L'année 2021 a montré combien ce statut militaire était indispensable. Ce statut recouvre les notions de résilience, de disponibilité, d'organisation et de capacité de réaction. Sur tous les événements de 2021, nous avons montré le bien-fondé de notre statut militaire. En mai 2021, lors d'un double homicide dans le Gard, aux Plantiers, 250 gendarmes ont été engagés pour rechercher le tireur isolé. Au cours du même mois, en Dordogne, 300 gendarmes ont mené une traque durant 48 heures, puis dans les Alpes-Maritimes en juillet. Chaque fois, les commandants de région ont mené à bien ces missions, avec des effectifs considérables.

Outre-mer, l'année 2021 a également été riche en événements. 1 500 gendarmes ont été déployés en Nouvelle-Calédonie, tandis qu'un grand nombre d'entre eux le sont encore en Guadeloupe. Nous avons ainsi été amenés à assurer des opérations de maintien de l'ordre particulièrement dures. Deux gendarmes ont en effet été successivement blessés par balle au cours de ces événements, qui nous ont vus passer d'une situation de paix à une situation de crise. C'est notre statut militaire qui nous a permis de monter en puissance et de manœuvrer dans ces situations.

Les grands socles de ce statut militaire sont les suivants : notre formation initiale, axée sur la formation militaire, le sens de l'engagement et de la disponibilité, l'esprit de corps et de cohésion, et l'attention portée aux personnels dont le chef défend les intérêts et la qualité de vie au travail.

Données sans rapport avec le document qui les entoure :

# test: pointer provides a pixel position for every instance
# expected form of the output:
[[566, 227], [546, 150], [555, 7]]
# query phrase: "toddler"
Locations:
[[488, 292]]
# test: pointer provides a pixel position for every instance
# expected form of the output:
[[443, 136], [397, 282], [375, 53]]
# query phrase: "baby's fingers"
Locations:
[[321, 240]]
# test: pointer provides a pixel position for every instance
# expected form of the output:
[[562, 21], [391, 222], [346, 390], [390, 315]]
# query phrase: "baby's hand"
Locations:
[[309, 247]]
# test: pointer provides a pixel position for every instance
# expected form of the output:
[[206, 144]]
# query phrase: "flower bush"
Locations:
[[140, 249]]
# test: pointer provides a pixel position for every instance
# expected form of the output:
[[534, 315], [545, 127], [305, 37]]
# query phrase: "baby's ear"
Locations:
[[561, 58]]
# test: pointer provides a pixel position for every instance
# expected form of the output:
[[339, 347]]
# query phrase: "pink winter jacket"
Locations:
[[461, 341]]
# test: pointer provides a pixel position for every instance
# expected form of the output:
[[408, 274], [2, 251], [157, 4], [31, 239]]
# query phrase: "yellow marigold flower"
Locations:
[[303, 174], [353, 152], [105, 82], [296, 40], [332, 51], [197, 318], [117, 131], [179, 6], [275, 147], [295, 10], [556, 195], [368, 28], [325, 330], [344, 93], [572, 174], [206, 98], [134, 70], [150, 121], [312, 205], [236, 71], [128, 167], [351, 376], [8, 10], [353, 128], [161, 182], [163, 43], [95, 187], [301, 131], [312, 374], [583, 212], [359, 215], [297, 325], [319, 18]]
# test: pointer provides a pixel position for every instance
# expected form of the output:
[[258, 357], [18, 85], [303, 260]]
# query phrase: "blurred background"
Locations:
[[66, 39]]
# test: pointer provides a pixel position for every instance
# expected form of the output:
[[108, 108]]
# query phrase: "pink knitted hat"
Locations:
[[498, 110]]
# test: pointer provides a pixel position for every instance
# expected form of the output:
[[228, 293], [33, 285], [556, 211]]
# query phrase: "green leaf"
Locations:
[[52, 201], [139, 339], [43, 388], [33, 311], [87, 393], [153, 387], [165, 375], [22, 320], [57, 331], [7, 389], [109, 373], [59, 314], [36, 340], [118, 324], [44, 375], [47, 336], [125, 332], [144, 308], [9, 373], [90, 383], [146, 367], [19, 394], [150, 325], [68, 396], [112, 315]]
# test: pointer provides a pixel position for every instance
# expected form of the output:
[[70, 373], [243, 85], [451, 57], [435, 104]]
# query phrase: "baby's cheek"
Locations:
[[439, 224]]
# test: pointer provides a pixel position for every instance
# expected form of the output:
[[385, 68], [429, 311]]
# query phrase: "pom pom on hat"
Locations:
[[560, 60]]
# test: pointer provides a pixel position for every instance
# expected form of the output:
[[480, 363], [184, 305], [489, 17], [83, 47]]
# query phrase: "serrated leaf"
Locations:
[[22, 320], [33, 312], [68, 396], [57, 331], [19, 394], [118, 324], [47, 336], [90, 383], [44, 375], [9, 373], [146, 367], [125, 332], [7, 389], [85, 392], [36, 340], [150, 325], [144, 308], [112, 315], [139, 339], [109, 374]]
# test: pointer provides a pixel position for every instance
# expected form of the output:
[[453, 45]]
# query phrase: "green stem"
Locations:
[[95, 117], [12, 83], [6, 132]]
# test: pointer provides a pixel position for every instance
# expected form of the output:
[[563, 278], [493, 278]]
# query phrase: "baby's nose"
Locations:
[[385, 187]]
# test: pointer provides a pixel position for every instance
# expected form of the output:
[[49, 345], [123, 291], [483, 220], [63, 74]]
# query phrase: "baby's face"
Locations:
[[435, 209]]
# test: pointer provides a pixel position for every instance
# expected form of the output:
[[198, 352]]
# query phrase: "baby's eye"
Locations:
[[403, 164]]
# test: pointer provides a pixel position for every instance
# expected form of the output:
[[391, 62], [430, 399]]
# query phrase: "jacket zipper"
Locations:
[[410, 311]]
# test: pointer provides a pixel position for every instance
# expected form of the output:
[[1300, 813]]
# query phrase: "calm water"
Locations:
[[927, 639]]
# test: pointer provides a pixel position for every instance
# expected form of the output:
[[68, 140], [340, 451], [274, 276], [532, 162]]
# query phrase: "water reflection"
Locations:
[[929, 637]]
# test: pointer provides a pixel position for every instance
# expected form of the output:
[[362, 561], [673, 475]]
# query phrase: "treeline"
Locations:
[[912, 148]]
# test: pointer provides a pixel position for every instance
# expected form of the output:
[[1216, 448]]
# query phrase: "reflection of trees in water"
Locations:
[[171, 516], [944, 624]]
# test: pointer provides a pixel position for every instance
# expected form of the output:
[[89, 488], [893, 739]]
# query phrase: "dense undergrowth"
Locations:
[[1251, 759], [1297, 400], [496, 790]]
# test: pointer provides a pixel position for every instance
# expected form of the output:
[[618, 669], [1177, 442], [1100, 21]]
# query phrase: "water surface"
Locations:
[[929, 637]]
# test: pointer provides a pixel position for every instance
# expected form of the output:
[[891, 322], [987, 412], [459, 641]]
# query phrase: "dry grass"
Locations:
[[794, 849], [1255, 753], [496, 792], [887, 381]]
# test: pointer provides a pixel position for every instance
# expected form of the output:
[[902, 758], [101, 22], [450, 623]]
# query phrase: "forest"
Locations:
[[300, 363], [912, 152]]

S'agissant de la formation initiale, un tiers des huit mois de cette formation est consacré à la formation militaire au sens large, incluant la résilience, la manœuvre et la robustesse. Nous avons à ce sujet pour ambition de porter la formation actuelle de 8 mois en école et 4 mois en stage à une formation de 12 mois en école. Outre le renforcement de la formation à la police judiciaire, nous fournirons également un effort sur le socle militaire.

Au-delà de la formation initiale, nous avons développé la formation continue tout au long de la carrière, notamment au travers de la création des centres régionaux d'instruction qui permettent pour l'instant aux personnels de « recycler » leurs qualifications. Ces centres sont actuellement au stade embryonnaire, mais nous entendons les développer afin de redonner leurs capacités de manœuvre et d'entraînement à nos gendarmes départementaux et à ceux de nos pelotons de surveillance et d'intervention (PSIG), généralement exposés aux événements les plus difficiles. En parallèle, la formation de nos officiers a été durcie dans le domaine de la capacité de manœuvre, notamment dans le cadre de l'enseignement militaire supérieur du deuxième degré, à l'École de guerre, où un nouveau cursus porte sur la capacité de manœuvre et la méthode de raisonnement tactique appliquée à la gendarmerie.

Notre statut militaire donne en outre un sens à notre engagement et permet notre disponibilité en tout temps et en tout lieu. Dans les profondeurs du territoire ou dans les zones périurbaines, notre gestion nous permet d'affecter des gendarmes au plus près du territoire qu'ils sont chargés de protéger. À travers le logement concédé, nos gendarmes peuvent vivre avec leur famille en immersion dans la population – une immersion indispensable à l'efficacité du service.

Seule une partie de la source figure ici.